How could Tremendo be in India and Detroit? And if he was spotted in the Motor City, where was his mask? And why did he have such crappy seats? And why was he 13 years old? The legend grew.

El T with Robert Evans, mere moments before their simultaneous relapse.

He is a cinematic marvel with Gable-esque versatility. He has starred in more films than Elvis, the Beatles, Slim Whitman, Godzilla and James Bond combined. He has battled demons, hornets, corrupt waiters and gregarious zombies. He has done the deed with some of the world’s most gorgeous starlets. His love scene with Ingrid Bergman is considered the inspiration for Last Tango in Paris. And El Tremendo’s sexual-stallion finishing move, where he piledrives his love interest and lights a Parliament cigarette, is the stuff of celluloid legend, and the real reason they banned smoking in public places in California and Arizona.

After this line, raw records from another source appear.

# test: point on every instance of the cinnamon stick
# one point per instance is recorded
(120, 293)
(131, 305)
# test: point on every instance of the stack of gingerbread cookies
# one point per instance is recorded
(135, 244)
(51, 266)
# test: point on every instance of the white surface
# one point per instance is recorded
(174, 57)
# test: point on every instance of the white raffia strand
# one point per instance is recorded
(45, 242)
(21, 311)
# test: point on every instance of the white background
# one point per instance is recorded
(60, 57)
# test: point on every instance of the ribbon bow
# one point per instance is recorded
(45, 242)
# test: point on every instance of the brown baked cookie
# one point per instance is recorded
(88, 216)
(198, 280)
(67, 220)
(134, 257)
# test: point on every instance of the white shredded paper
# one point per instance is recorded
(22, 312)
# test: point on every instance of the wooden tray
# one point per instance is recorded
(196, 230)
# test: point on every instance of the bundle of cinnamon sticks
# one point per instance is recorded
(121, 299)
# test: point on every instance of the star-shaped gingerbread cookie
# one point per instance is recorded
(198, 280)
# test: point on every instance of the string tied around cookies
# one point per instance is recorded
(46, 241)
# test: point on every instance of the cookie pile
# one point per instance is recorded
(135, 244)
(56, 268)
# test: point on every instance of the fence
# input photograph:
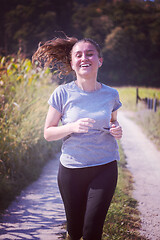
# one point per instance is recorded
(151, 103)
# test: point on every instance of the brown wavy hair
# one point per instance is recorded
(56, 53)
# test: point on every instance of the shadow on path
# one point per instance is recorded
(38, 213)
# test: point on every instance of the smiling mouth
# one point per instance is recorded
(85, 65)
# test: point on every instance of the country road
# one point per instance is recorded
(144, 163)
(38, 213)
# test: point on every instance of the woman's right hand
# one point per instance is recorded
(82, 125)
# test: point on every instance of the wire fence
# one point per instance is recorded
(150, 103)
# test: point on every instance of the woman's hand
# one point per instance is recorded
(116, 130)
(82, 125)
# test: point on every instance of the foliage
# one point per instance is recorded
(147, 119)
(122, 221)
(23, 97)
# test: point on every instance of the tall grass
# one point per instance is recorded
(23, 106)
(147, 119)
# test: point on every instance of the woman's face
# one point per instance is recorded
(85, 60)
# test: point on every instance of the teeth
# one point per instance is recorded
(85, 65)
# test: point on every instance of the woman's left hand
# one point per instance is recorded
(116, 131)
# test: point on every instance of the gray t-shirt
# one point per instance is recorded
(97, 146)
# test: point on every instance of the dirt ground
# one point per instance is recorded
(144, 163)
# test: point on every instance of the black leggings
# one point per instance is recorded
(87, 194)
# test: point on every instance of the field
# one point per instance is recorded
(23, 105)
(147, 119)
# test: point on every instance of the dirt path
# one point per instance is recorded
(144, 163)
(38, 213)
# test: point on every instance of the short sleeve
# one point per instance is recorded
(55, 99)
(117, 103)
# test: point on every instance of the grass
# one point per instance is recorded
(122, 221)
(23, 107)
(147, 119)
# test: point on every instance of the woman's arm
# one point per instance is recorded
(54, 132)
(115, 130)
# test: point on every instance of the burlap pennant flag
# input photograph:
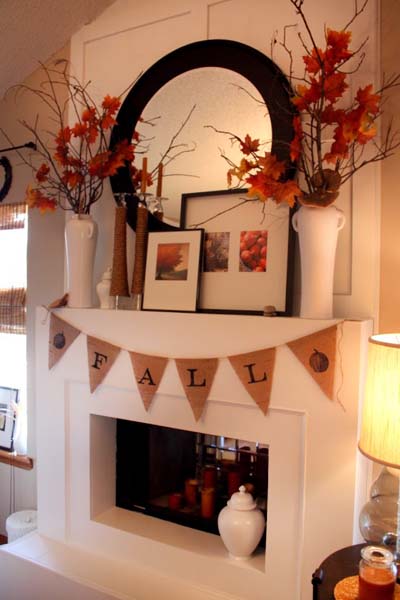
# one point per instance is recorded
(256, 370)
(197, 376)
(148, 372)
(61, 336)
(101, 357)
(317, 353)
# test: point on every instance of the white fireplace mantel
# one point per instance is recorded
(317, 479)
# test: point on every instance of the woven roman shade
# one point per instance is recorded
(12, 216)
(13, 299)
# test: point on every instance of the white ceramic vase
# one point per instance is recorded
(318, 230)
(81, 240)
(241, 525)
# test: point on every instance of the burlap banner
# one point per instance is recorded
(148, 372)
(61, 336)
(101, 357)
(317, 353)
(196, 376)
(255, 370)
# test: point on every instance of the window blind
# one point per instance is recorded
(13, 298)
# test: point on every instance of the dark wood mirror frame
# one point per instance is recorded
(262, 72)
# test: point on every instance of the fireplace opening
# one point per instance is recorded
(186, 477)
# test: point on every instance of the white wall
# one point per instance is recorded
(389, 317)
(129, 37)
(45, 275)
(112, 51)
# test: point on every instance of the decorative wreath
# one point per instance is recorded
(5, 163)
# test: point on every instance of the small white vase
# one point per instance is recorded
(241, 525)
(318, 230)
(103, 290)
(81, 240)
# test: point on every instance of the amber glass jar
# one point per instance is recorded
(377, 574)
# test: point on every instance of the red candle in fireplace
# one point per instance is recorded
(234, 480)
(209, 477)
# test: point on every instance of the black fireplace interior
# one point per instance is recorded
(183, 476)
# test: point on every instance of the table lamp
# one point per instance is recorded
(380, 426)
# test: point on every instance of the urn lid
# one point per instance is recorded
(242, 500)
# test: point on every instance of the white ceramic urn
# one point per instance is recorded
(241, 525)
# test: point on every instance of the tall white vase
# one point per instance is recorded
(81, 240)
(318, 230)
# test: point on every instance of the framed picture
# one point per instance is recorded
(248, 251)
(8, 402)
(173, 270)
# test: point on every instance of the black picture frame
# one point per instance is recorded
(231, 211)
(173, 293)
(9, 398)
(260, 70)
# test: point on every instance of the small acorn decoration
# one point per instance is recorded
(59, 341)
(319, 362)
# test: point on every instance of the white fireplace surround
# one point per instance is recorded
(317, 479)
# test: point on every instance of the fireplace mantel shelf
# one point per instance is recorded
(89, 539)
(16, 460)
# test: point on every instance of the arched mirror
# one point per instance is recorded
(180, 102)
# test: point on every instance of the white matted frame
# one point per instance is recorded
(9, 398)
(244, 291)
(173, 270)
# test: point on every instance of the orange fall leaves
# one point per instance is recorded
(80, 159)
(320, 99)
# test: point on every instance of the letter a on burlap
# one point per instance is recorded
(148, 372)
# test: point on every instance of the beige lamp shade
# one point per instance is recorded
(380, 427)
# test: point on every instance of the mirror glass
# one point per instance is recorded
(220, 83)
(179, 125)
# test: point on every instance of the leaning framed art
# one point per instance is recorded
(9, 398)
(173, 270)
(248, 251)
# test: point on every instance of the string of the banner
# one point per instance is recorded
(59, 303)
(331, 395)
(49, 311)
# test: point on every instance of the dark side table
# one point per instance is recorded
(337, 566)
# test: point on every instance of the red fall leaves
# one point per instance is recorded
(81, 160)
(327, 130)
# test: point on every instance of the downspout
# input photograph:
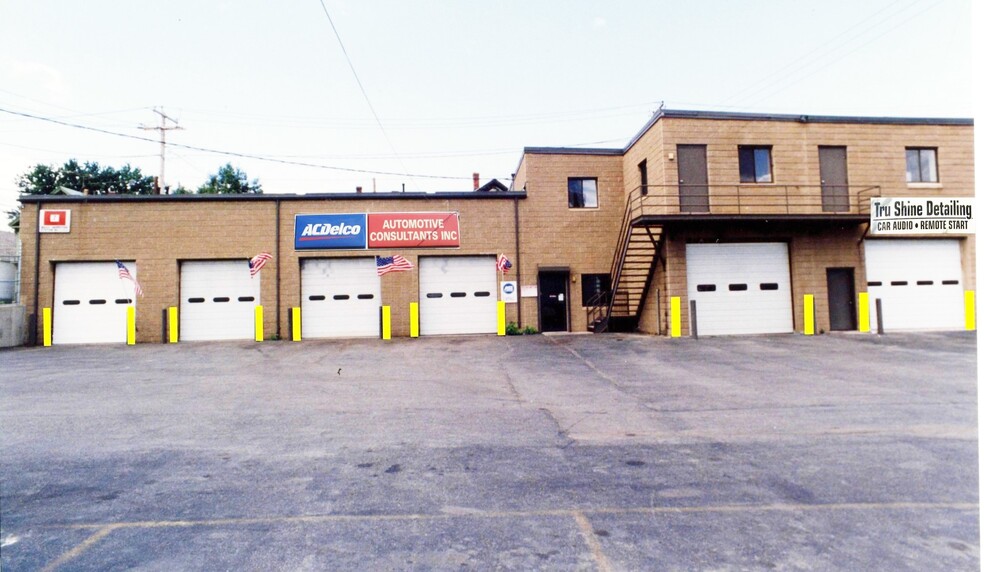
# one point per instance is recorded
(37, 273)
(276, 255)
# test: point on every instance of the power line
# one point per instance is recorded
(361, 87)
(162, 129)
(226, 153)
(834, 60)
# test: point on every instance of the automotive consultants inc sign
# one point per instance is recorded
(376, 230)
(413, 230)
(334, 231)
(916, 216)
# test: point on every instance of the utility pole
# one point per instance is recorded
(163, 128)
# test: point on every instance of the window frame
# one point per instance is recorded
(935, 166)
(580, 191)
(754, 149)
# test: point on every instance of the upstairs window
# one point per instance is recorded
(582, 193)
(755, 164)
(920, 165)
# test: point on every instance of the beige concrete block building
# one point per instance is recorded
(734, 218)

But all legends have a dark side, and El Tremendo is no exception. Amazingly, the masked wonder embraces his inner tormentors. It’s almost as if he welcomes their presence, and basks in the glory of thumbing his unexposed deviated septum at the mores of the masses. Is it his blatant womanizing? In his autobiography: El Tremendo: Conduit to the Devil; Messenger to the Messiah; Monument to All, he brags of a conquest list that more than triples the output of the late Wilt Chamberlain.

Is it his unapologetic approach to world affairs? Politically, he is a brash supporter of Michael Moore, Rosie O’Donnell, Michael Savage and Newt Gingrich, although he claims not to have had sexual relations with any of them. A Moore/O’Donnell tag team match with a piledriver/Parliament cigarette finish has been discussed as the stuff of pay-per-view dreams.

He is the target of throes of paparazzi that follow him on a full-time basis. A photo of El Tremendo without the mask would be like finding the Library of Alexandria, except that El Tremendo’s book will not be catalogued, at least in a language we can readily translate.

For you see, some have suggested that Tremendo is supernatural, a being that transcends time and space. Scholars of Tremendology believe he is the impetus for the Greek symbols of comedy and tragedy; others suggest his influence was felt in centuries-old Japanese Kabuki performances, and across continents in the flamboyant ritualistic sacrificial traditions of the ancient Aztecs. Tremendo conspiracists claim he gave smallpox to Pizarro.

As a result, his exact age is unknown. But his influence is universal, his religious sway undeniable, his power supreme, and his impact like that of a Big Bang, which not coincidentally is how he refers to his thrice-daily constitutional.

John Schuster is the author of “The Collapsing Universe According to El Tremendo, an unsanctioned, tell-all look into the all-telling world of the teller of all things worldly.” Yes, he gets paid by the word. He is writing this biography with a gun to his head, and the metal is very cold. Ouch, there goes the Big Bang!


El Tremendo said...

The only Parliaments I smoke is when I address the House of Lords!

Film Geek Schu said...

Happy Birthday El Tremendo!

Here's to 38 virginal whores in the squared circle of inequity. I think that's Clint Eastwood's next directorial project, or the epitaph on Gordon Solie's piledriven tombstone.

Anonymous said...

Wilt Chamberlain is dead???

Anonymous said...

Up, Wilt is dead. I heard his penis and Milton Berle's dong are doing a revival of the 'Odd Couple' in Jupiter, FL.